Drivers entering Nogales, Sonora, from Arizona now go through a disinfecting process to ward off the coronavirus.

After crossing through a port of entry, drivers and passengers get out of their cars and walk through inflatable tunnels that were put up on the side of the road on Wednesday May 6th, by the municipal government of Nogales.

Sonora red highlighted in map of Mexico

Inside the “sanitizing tunnels,” as Mexican officials called them, drivers, and passengers are sprayed with disinfectant. They then walk back to their cars and continue on their way.

Nogales officials posted a video on Facebook Wednesday showing a line of cars stopped by city police officers south of the Mariposa Port of Entry. The disinfecting process took less than a minute for each driver and passenger.

The spray uses Biozinc, which protects against infection for up to 24 hours, a Mexican health official told the Sonoran newspaper El Imparcial.
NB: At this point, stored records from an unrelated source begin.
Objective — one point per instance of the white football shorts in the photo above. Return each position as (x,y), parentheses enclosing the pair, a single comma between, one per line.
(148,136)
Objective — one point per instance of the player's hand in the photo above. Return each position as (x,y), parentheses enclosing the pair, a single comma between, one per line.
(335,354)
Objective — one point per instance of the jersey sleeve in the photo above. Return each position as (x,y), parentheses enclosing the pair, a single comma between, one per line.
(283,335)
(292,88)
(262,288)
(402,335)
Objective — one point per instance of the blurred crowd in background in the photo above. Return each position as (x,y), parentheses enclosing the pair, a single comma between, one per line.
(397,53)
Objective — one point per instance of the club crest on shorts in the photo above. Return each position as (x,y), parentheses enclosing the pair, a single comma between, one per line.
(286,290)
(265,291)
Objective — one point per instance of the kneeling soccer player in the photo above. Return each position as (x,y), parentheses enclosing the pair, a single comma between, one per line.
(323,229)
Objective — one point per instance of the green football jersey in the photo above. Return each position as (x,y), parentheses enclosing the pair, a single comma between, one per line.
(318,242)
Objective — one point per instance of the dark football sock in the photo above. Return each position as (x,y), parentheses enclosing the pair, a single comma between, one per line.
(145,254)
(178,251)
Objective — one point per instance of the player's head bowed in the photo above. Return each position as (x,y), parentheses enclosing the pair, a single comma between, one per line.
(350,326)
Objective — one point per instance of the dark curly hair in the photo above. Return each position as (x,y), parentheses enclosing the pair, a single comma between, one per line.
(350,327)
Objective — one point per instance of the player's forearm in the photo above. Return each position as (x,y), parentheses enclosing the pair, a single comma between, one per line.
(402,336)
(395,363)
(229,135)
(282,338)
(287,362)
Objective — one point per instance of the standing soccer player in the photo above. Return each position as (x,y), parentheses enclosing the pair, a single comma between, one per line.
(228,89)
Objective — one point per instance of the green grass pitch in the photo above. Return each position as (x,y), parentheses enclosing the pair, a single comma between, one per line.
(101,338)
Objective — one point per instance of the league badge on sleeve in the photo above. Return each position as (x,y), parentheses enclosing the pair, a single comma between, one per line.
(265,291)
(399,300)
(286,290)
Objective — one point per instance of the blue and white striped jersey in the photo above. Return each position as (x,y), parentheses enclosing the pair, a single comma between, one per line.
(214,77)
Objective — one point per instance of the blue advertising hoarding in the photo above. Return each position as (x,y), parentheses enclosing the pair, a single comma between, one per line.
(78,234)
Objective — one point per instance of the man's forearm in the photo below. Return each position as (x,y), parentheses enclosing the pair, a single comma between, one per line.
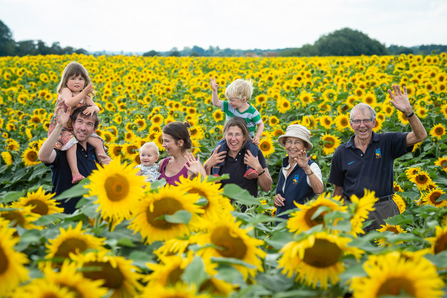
(45,152)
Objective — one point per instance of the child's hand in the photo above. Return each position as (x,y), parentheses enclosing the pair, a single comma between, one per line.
(89,89)
(213,84)
(89,111)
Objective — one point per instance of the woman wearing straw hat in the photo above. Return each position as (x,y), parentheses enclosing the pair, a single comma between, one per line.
(300,178)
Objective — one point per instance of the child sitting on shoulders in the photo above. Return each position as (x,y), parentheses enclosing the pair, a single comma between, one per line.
(238,94)
(148,156)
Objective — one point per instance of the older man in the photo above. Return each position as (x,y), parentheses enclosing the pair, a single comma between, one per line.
(83,127)
(366,160)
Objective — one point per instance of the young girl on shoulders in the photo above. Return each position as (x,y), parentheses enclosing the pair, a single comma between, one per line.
(75,90)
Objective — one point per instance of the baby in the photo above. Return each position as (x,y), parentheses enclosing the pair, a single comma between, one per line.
(148,156)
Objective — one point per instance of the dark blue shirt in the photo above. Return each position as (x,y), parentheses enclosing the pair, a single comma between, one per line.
(61,173)
(296,189)
(355,171)
(236,168)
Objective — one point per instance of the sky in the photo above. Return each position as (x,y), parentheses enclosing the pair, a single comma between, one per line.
(144,25)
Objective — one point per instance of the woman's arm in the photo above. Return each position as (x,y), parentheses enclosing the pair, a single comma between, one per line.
(264,180)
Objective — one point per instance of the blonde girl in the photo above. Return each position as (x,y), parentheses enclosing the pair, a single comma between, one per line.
(75,90)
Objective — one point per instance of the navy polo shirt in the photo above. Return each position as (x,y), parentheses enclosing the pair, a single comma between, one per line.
(61,173)
(354,170)
(236,168)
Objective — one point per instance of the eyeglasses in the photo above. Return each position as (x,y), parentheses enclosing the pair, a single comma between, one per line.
(292,142)
(365,121)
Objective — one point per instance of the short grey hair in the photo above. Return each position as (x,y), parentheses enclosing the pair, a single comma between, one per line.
(362,107)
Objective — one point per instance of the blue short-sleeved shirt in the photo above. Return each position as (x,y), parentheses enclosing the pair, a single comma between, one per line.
(354,170)
(61,173)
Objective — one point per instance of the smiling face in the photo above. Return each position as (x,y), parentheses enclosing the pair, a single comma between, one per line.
(362,131)
(293,146)
(148,156)
(235,139)
(83,128)
(76,83)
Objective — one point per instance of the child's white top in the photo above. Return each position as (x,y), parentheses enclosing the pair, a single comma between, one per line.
(151,172)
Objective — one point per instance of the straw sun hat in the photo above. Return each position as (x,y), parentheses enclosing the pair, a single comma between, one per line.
(296,131)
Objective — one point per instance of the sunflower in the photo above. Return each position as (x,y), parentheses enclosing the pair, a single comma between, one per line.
(330,142)
(7,158)
(283,105)
(218,116)
(74,281)
(393,273)
(12,263)
(361,208)
(421,179)
(441,162)
(229,241)
(117,188)
(437,131)
(326,122)
(42,288)
(397,187)
(431,198)
(400,203)
(316,259)
(29,157)
(341,122)
(150,210)
(11,144)
(412,171)
(396,229)
(43,204)
(301,220)
(216,203)
(21,216)
(179,290)
(116,273)
(266,147)
(72,241)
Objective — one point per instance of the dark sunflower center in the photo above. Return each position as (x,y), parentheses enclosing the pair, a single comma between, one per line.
(14,216)
(40,207)
(394,286)
(112,276)
(323,254)
(4,262)
(329,142)
(441,244)
(232,246)
(32,156)
(167,206)
(174,276)
(70,245)
(117,187)
(316,221)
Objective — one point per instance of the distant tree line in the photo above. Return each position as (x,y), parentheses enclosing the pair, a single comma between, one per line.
(10,47)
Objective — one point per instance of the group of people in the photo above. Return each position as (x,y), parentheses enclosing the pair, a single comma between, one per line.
(73,150)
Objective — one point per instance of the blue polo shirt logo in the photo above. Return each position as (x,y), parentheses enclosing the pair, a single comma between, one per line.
(295,179)
(378,154)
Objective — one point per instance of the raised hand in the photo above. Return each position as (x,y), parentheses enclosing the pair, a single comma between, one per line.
(302,160)
(89,111)
(195,166)
(89,89)
(213,84)
(400,100)
(216,158)
(61,116)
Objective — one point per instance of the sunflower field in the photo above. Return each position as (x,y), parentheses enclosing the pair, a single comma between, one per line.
(148,240)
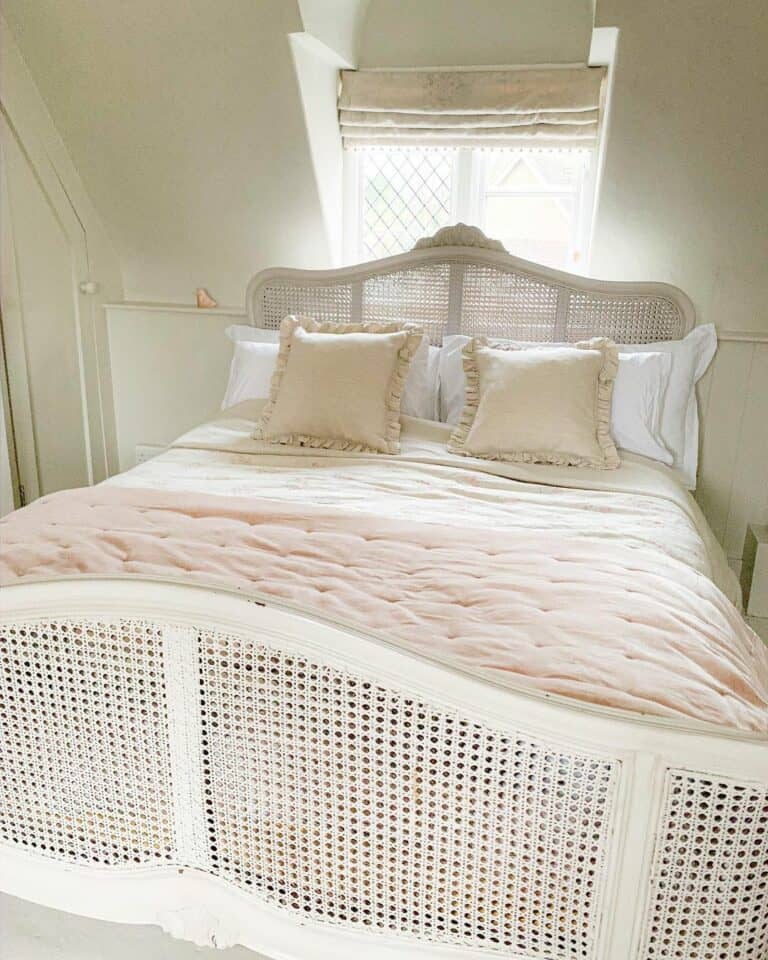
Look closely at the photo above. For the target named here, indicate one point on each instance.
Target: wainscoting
(733, 471)
(170, 365)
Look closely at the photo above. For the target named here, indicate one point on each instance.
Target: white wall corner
(317, 73)
(603, 51)
(33, 125)
(337, 24)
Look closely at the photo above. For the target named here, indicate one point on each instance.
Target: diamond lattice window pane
(407, 194)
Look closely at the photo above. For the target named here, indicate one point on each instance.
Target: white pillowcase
(253, 363)
(680, 415)
(638, 402)
(255, 355)
(638, 394)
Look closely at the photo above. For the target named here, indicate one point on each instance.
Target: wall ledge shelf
(148, 305)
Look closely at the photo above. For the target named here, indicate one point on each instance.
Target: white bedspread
(641, 503)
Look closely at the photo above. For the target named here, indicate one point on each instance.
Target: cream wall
(684, 195)
(185, 122)
(684, 199)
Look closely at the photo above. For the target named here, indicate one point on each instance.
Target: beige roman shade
(536, 106)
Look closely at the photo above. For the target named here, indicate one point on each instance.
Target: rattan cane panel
(418, 295)
(84, 769)
(331, 302)
(500, 303)
(640, 319)
(352, 804)
(709, 896)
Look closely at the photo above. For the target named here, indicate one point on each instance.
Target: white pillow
(255, 354)
(680, 415)
(253, 363)
(638, 403)
(638, 395)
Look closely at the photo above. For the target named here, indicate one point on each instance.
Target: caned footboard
(239, 773)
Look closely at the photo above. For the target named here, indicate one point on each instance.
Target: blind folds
(538, 106)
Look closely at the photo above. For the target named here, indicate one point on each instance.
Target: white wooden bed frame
(238, 772)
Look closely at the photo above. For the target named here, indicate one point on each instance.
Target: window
(538, 202)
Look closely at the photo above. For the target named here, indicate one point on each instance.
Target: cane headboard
(460, 282)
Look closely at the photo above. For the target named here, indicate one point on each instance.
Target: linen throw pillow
(539, 405)
(338, 385)
(636, 407)
(255, 354)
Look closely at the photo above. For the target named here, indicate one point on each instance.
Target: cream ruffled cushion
(339, 385)
(539, 405)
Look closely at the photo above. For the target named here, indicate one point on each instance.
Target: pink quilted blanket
(599, 621)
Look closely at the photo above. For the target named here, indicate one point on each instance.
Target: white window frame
(467, 202)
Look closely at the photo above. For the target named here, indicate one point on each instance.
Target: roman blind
(524, 106)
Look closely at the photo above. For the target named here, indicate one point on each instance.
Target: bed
(238, 701)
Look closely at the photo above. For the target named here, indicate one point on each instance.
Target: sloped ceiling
(186, 125)
(415, 33)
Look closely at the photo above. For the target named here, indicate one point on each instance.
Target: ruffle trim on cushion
(391, 439)
(602, 411)
(605, 381)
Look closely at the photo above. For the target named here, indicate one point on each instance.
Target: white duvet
(641, 503)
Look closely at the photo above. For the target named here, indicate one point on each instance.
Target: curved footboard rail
(240, 773)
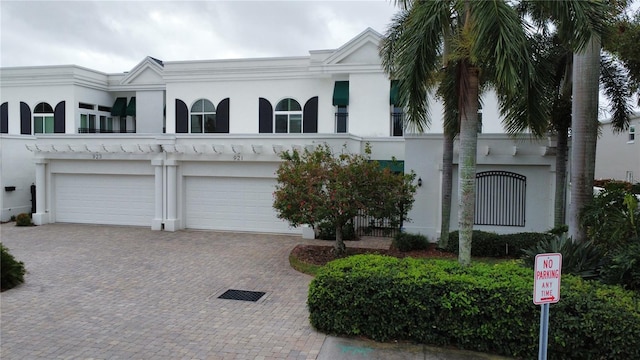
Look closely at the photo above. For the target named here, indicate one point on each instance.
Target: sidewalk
(335, 348)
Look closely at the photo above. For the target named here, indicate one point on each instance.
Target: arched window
(203, 117)
(43, 119)
(288, 117)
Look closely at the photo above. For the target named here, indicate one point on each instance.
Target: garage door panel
(236, 204)
(104, 199)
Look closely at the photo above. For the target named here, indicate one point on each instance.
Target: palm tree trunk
(339, 248)
(560, 205)
(447, 185)
(467, 164)
(584, 133)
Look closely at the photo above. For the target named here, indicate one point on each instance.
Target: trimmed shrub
(12, 272)
(408, 242)
(581, 259)
(488, 244)
(23, 219)
(327, 231)
(481, 307)
(623, 267)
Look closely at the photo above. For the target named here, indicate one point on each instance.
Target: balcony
(104, 131)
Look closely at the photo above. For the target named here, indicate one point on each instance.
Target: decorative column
(41, 215)
(156, 223)
(172, 223)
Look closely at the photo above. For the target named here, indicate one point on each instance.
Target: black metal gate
(500, 198)
(371, 226)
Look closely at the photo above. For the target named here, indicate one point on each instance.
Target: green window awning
(131, 108)
(341, 93)
(393, 93)
(119, 107)
(396, 166)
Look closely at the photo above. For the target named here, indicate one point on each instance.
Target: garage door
(104, 199)
(236, 204)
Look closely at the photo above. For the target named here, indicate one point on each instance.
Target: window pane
(288, 105)
(295, 123)
(208, 106)
(341, 122)
(37, 124)
(197, 106)
(281, 123)
(48, 124)
(196, 123)
(43, 108)
(210, 123)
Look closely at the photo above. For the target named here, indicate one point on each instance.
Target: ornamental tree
(319, 186)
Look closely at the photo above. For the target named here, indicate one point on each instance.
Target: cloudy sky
(113, 36)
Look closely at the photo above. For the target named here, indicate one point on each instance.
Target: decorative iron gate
(500, 198)
(370, 226)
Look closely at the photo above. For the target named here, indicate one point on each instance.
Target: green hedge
(490, 244)
(12, 270)
(482, 308)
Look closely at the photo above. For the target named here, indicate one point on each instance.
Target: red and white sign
(546, 286)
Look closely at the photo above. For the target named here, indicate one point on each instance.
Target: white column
(156, 223)
(41, 216)
(172, 223)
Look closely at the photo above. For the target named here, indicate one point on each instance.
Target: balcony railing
(104, 131)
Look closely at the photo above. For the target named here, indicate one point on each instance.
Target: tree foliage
(319, 186)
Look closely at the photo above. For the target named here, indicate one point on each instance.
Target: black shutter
(222, 116)
(25, 119)
(265, 116)
(182, 117)
(58, 118)
(310, 116)
(4, 118)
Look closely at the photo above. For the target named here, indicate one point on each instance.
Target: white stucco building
(618, 153)
(195, 144)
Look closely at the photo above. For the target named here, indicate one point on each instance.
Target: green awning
(396, 166)
(119, 107)
(131, 108)
(341, 93)
(393, 94)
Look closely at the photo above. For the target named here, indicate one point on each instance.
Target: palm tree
(476, 47)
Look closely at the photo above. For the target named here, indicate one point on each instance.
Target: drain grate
(243, 295)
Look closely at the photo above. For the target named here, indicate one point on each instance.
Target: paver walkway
(108, 292)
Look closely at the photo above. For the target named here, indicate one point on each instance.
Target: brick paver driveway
(107, 292)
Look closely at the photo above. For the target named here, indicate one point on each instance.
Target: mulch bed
(320, 254)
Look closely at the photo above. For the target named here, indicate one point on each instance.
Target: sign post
(546, 290)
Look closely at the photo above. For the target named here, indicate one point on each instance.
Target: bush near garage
(488, 244)
(23, 219)
(481, 307)
(12, 271)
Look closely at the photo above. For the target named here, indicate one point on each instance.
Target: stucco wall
(17, 169)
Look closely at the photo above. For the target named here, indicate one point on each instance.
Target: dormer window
(288, 117)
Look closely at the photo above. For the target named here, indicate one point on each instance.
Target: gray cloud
(113, 36)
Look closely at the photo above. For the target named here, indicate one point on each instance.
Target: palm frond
(614, 79)
(411, 53)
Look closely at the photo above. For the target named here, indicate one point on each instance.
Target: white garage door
(236, 204)
(104, 199)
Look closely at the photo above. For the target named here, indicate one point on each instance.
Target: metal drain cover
(243, 295)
Many of the local cases of the coronavirus were found in Mexican citizens who had traveled to the United States and returned to Mexico, Mayor Jesus Antonio Pujol Irastorza said in the video. Officials already are doing medical inspections of pedestrian travelers coming from the United States through ports of entry, he said.

Sonora has roughly 400 confirmed cases of the coronavirus, including 32 in Nogales, according to statistics from the Sonoran state government. Arizona had more than 9,900 cases as of Thursday, although testing rates are higher here.